Von Riehl took off his half moon glasses and breathed on them and polished them with a cream silk handkerchief.

“Yes, naturally. That too was in Professor Brayda's mind.” To the secretary: “ He spoke to me at some length.”

“Yes, sir, I heard him. You have the notes, sir.”

“I took notes,” said von Riehl. “For It seemed necessary a dying man's every word to take down. It seems from what he said that this idea of his is of an irritant gas of some potential.” He put his spectacles on again, hooking them carefully behind each ear. “So far so good. But in detail he spoke nothing I could understand. His brain, you see, was then wandering. A dying man's delirium.”

“But, sir,” the secretary said, “at first he seemed—completely himself. He spoke, I thought, very clearly, very deliberately, sir. I am not, of course, a scientist, but I have worked for Professor Brayda for three years, and—and …”

Dr von Riehl looked over the top of his glasses at the wounded man. “You will see the notes? Ton would wish to see the notes I took?” He brought some sheets of paper from his pocket and thrust them at the secretary, who flushed and hesitantly accepted them and then without looking at them passed them to Dr Pietro.

The Italian held them near the light and frowned.

“These are—I can make very little of this.” He turned the first sheet over. “Now this is to do with hydro-electric power … and has some reference to deliveries of wolfram …”

Outside a hooter sounded; presumably the all-clear.

Dr Pietro shook his head. “ Incomprehensible. These might be supply problems. But even then much of it—you use a shorthand system, Dr von Riehl?”

“No. But it was jotted down, you understand, in haste. Often his words no sense made. Like a child, delirious.”

The Italian shrugged. “This is too bad. Well … first I must pay my sad respects to his widow. Then the laboratory. What can be salvaged——”

“Have you seen it?” the secretary asked.

“As bad as that? But surely he kept notes of his work? Full notes.”

“Yes, full notes in his office, I know. But that received the direct hit.”

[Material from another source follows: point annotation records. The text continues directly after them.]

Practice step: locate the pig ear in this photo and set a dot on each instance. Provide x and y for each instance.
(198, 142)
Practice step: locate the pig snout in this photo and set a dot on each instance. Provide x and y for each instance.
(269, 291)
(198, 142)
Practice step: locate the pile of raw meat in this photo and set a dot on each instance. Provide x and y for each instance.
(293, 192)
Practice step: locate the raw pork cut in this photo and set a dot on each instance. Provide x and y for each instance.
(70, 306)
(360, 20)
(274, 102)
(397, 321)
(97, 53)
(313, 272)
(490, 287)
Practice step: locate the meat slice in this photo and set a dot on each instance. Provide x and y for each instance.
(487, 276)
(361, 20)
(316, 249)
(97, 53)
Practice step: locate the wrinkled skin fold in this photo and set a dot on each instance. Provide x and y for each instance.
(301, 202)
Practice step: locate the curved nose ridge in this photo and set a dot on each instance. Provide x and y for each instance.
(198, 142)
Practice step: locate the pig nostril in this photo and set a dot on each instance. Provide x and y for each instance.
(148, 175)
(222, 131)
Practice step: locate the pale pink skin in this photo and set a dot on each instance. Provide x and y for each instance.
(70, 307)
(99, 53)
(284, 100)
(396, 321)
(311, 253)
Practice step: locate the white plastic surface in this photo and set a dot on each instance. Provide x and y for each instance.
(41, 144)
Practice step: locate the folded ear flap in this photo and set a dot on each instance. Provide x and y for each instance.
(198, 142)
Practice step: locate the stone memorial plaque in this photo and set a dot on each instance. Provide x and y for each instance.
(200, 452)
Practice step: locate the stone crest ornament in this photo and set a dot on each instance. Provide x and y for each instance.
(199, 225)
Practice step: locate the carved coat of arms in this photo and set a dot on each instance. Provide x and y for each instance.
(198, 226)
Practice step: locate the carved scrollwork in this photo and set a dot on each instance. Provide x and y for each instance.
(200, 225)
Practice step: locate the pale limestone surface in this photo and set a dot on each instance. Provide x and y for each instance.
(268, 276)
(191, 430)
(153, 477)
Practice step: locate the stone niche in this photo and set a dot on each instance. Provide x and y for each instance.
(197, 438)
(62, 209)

“Anyway we shall try. Perhaps we shall be allowed a small light now. Then in the morning a thorough search. Where did he keep his personal papers?”

“In the house next door, sir. His house. But they were chiefly personal. I did not deal with his scientific findings.”

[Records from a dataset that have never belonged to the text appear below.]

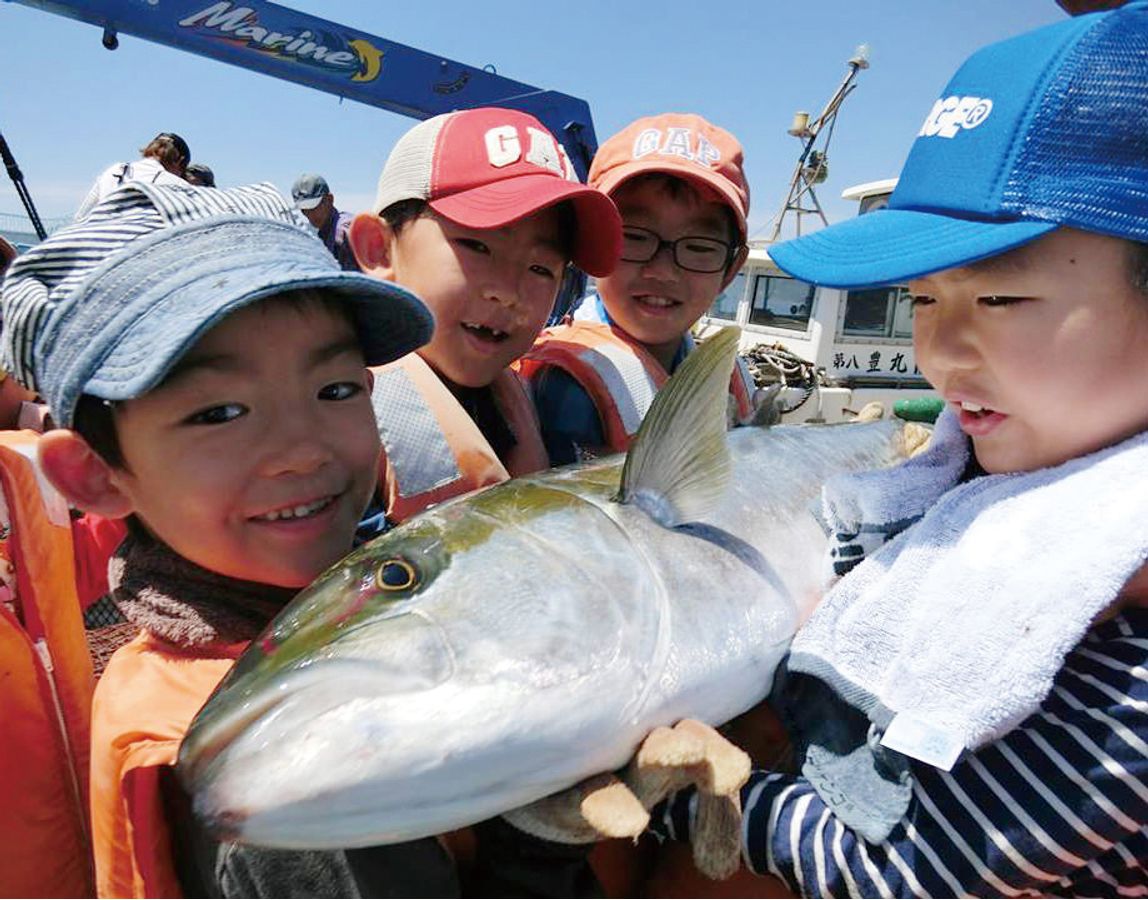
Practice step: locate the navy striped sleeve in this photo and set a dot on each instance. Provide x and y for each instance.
(1056, 807)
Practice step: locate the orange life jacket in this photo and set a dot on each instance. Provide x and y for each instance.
(433, 450)
(619, 373)
(142, 707)
(45, 688)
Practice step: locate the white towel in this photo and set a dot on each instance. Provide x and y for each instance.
(962, 620)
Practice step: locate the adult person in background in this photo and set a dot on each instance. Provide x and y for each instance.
(13, 395)
(163, 162)
(200, 175)
(313, 199)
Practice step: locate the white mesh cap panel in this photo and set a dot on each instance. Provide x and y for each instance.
(406, 175)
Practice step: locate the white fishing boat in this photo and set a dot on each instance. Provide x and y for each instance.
(835, 350)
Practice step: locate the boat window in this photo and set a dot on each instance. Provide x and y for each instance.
(902, 315)
(781, 302)
(878, 312)
(726, 305)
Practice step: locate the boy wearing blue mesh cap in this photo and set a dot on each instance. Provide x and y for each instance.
(969, 701)
(206, 358)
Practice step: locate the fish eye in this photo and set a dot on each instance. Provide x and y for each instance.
(395, 574)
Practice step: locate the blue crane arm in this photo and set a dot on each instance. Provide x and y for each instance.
(327, 56)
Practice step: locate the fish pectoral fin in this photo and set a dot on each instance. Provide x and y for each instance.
(679, 467)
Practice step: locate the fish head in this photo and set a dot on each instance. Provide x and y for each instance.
(424, 645)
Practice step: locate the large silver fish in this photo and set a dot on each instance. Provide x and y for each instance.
(505, 645)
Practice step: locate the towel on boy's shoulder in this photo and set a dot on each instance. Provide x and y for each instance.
(962, 599)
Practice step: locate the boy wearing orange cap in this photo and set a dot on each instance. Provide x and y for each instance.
(681, 189)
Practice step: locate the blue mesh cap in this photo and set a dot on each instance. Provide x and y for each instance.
(107, 307)
(1044, 130)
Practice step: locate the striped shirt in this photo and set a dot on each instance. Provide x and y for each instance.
(1056, 807)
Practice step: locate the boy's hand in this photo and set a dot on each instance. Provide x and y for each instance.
(669, 759)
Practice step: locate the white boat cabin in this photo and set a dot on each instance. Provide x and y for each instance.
(861, 340)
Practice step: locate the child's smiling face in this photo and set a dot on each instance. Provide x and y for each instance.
(490, 289)
(256, 457)
(1042, 350)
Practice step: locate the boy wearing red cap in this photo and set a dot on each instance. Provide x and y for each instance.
(679, 184)
(478, 212)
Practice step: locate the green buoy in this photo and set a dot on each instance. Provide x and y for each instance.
(918, 409)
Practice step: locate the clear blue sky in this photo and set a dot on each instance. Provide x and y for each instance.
(69, 108)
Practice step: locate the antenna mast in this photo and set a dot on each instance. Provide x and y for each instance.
(813, 164)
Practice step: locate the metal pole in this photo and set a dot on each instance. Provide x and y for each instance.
(17, 178)
(800, 185)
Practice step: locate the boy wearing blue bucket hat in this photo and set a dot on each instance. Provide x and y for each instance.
(204, 357)
(969, 703)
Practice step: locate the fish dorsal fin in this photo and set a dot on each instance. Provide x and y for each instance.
(679, 465)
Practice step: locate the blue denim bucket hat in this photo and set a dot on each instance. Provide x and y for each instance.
(109, 305)
(1039, 131)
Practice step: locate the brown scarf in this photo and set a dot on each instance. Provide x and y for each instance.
(183, 603)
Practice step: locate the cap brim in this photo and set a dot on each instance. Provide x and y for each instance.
(598, 227)
(207, 277)
(894, 245)
(611, 180)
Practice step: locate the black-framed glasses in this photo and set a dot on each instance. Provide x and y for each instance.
(693, 254)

Dr von Riehl picked up his hat. “He was to me most anxious the information to impart. Unfortunate to fail.”

“Unfortunate indeed,” said Pietro. “I met him at a small scientific party two months ago in Turin and he gave me then the impression that his work was exciting him—even alarming him.”

“Too bad. Too bad.”

I did not want to leave with von Riehl so I slipped out of the house ahead of him. I had been very lucky all through, and one did not want to try one's luck too far.

In only one thing had I been very unfortunate, and that was in out being on the scene half an hour earlier. Then I could have been sure to what extent von Riehl was lying.

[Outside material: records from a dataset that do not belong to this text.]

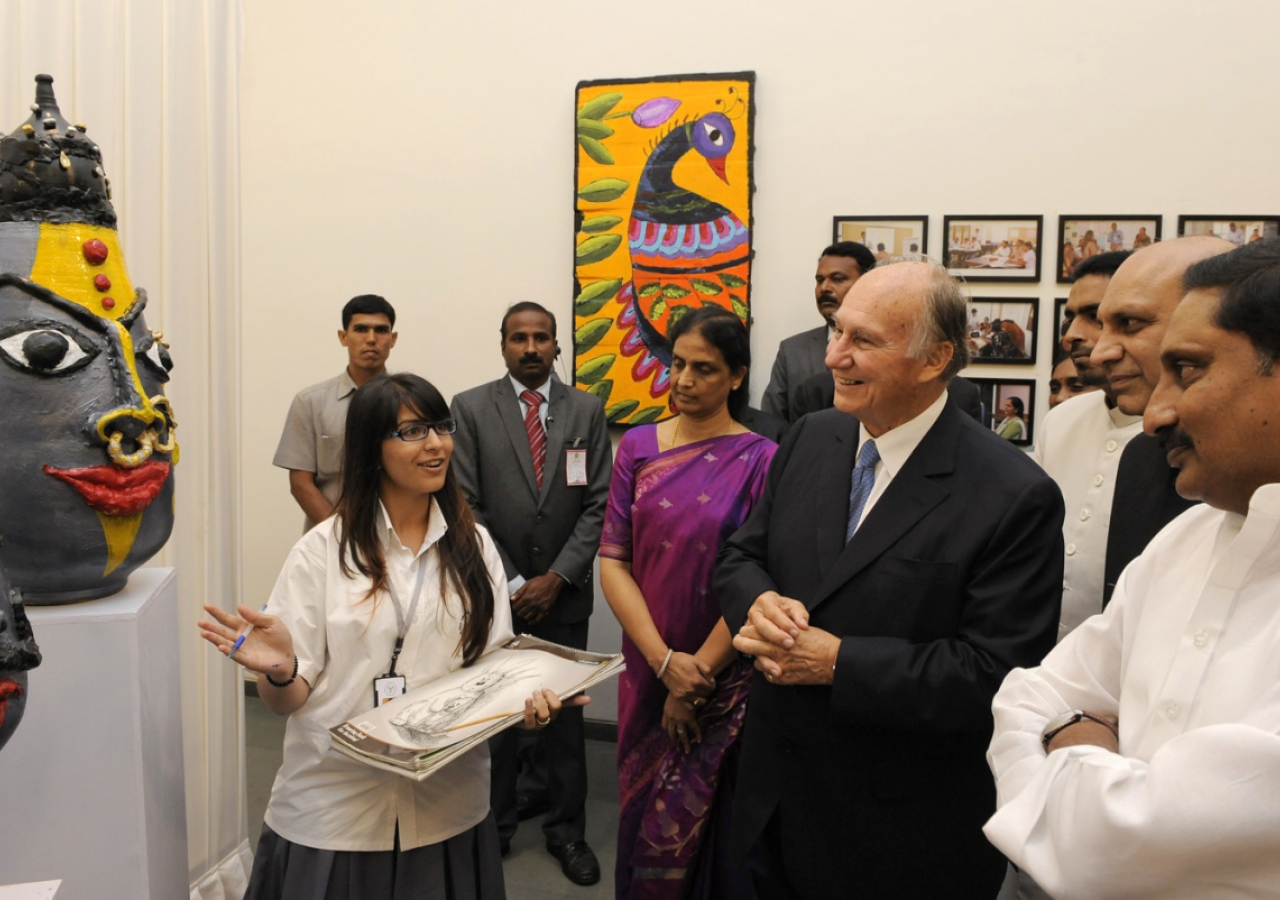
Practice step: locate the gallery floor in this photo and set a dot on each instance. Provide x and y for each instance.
(531, 873)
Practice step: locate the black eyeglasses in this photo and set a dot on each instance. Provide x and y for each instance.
(417, 430)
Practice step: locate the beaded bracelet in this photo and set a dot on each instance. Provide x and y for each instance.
(292, 677)
(664, 663)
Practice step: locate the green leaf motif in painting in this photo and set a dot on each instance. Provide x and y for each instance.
(620, 410)
(595, 296)
(602, 389)
(590, 333)
(599, 223)
(593, 370)
(598, 108)
(647, 415)
(603, 190)
(593, 128)
(593, 250)
(595, 150)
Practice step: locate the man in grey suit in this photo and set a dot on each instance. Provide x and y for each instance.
(801, 356)
(533, 457)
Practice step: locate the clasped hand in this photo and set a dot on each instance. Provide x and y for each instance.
(786, 648)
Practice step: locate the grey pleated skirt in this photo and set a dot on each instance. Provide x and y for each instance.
(465, 867)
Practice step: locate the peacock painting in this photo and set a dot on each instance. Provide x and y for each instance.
(663, 219)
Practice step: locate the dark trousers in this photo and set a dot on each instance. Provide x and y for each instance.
(557, 755)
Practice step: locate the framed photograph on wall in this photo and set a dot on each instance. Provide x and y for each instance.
(1083, 236)
(1009, 407)
(993, 247)
(1239, 229)
(885, 234)
(1001, 330)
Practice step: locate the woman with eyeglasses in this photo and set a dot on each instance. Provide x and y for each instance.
(398, 588)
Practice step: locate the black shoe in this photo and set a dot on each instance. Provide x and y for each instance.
(529, 807)
(577, 862)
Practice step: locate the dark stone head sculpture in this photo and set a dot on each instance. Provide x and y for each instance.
(86, 464)
(18, 654)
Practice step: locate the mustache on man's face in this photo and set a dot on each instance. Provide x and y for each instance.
(1176, 439)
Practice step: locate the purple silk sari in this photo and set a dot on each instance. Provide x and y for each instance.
(670, 514)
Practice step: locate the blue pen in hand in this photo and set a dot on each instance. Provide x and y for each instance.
(240, 640)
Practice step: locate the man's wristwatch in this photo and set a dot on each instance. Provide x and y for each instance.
(1069, 718)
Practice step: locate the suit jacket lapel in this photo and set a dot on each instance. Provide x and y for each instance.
(557, 423)
(909, 497)
(508, 410)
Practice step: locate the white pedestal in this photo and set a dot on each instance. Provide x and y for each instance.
(91, 781)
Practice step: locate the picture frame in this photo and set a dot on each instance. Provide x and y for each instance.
(1001, 330)
(993, 247)
(995, 392)
(1220, 225)
(1092, 234)
(887, 234)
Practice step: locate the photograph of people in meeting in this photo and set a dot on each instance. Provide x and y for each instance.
(1082, 237)
(993, 249)
(1001, 330)
(1008, 407)
(1239, 229)
(887, 237)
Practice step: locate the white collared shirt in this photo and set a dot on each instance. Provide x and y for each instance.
(544, 389)
(1187, 656)
(895, 448)
(323, 799)
(1080, 443)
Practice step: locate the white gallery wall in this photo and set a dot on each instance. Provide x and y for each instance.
(425, 151)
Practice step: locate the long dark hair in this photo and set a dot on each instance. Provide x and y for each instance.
(370, 417)
(726, 333)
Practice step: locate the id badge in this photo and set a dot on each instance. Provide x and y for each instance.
(575, 467)
(387, 688)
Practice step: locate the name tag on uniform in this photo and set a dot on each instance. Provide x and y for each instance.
(575, 467)
(387, 688)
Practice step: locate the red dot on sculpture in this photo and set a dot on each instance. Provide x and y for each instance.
(95, 251)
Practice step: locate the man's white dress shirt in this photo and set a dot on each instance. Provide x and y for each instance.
(1079, 446)
(1188, 657)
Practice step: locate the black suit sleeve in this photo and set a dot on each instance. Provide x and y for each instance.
(740, 575)
(1008, 617)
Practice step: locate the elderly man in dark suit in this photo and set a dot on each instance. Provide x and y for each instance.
(901, 561)
(801, 356)
(533, 458)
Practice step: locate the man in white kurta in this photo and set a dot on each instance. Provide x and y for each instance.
(1165, 779)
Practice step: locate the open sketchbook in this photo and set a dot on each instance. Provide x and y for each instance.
(423, 731)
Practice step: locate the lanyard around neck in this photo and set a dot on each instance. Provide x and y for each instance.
(402, 620)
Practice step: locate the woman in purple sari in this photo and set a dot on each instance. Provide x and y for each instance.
(680, 489)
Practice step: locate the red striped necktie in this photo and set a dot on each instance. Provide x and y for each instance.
(535, 430)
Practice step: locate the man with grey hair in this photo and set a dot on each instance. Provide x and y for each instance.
(901, 561)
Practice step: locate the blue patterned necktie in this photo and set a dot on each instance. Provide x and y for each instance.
(864, 479)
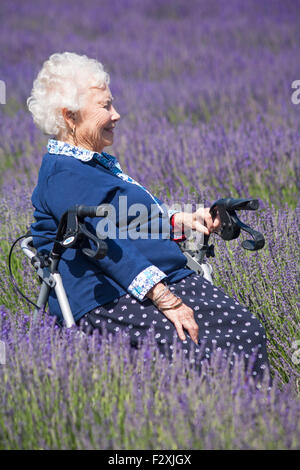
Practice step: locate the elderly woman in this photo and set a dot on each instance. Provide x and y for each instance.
(143, 282)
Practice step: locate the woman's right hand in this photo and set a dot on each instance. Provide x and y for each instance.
(183, 318)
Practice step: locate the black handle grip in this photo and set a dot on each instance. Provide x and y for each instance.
(86, 211)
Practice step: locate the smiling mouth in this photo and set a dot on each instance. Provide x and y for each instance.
(110, 129)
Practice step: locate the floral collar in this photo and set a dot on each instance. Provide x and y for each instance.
(63, 148)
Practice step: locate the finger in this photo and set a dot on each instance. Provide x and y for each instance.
(201, 228)
(194, 333)
(180, 332)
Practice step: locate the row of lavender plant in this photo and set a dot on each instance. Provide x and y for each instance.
(204, 91)
(63, 391)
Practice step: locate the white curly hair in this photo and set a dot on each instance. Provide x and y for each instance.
(62, 83)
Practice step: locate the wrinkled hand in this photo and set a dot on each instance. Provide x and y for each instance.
(183, 318)
(196, 220)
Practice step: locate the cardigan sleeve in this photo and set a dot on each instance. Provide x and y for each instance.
(124, 263)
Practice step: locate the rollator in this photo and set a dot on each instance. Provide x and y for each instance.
(72, 231)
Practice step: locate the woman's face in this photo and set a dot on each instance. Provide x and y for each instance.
(96, 120)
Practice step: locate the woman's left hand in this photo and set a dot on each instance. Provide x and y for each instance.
(196, 220)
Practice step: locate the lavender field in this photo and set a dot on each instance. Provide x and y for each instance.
(204, 92)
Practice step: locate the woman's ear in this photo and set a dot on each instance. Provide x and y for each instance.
(69, 117)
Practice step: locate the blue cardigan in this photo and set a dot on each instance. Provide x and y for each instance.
(132, 266)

I was certain he was lying for two reasons. He had taken the notes from a different pocket from that in which I had seen him put them. And although Brayda's mind may have been confused by the approach of death when I was present, he had spoken sensibly enough to give me the gist of what he had probably told Dr Amadeus von Riehl. And there was nothing nonsensical in that.

Chapter Eleven

There were a number of simple choices I could have made at this time, and of all of them I no doubt chose the unwisest. But I had left my papers and my passport at the hotel, and it seemed to me that the only course was to go back for them and then ring Andrews, so that if he gave me different instructions I could act on them without, if need be, any later return. Of course I knew that my headlong drive to the Faroni works had almost certainly rid me of any followers, and by going back I might run into them again; but in any event I was still officially Edmondo Catania attached to Captain Bonini, and perhaps should have to continue to behave like him.

When I got back to the hotel I paid off the driver and went in. There was no one about, and my bedroom was again untouched, the bed still with the impression of my body on it. Telephone Andrews from here? That seemed unwise. Wait until morning? But Andrews and Dwight were leaving by the early train.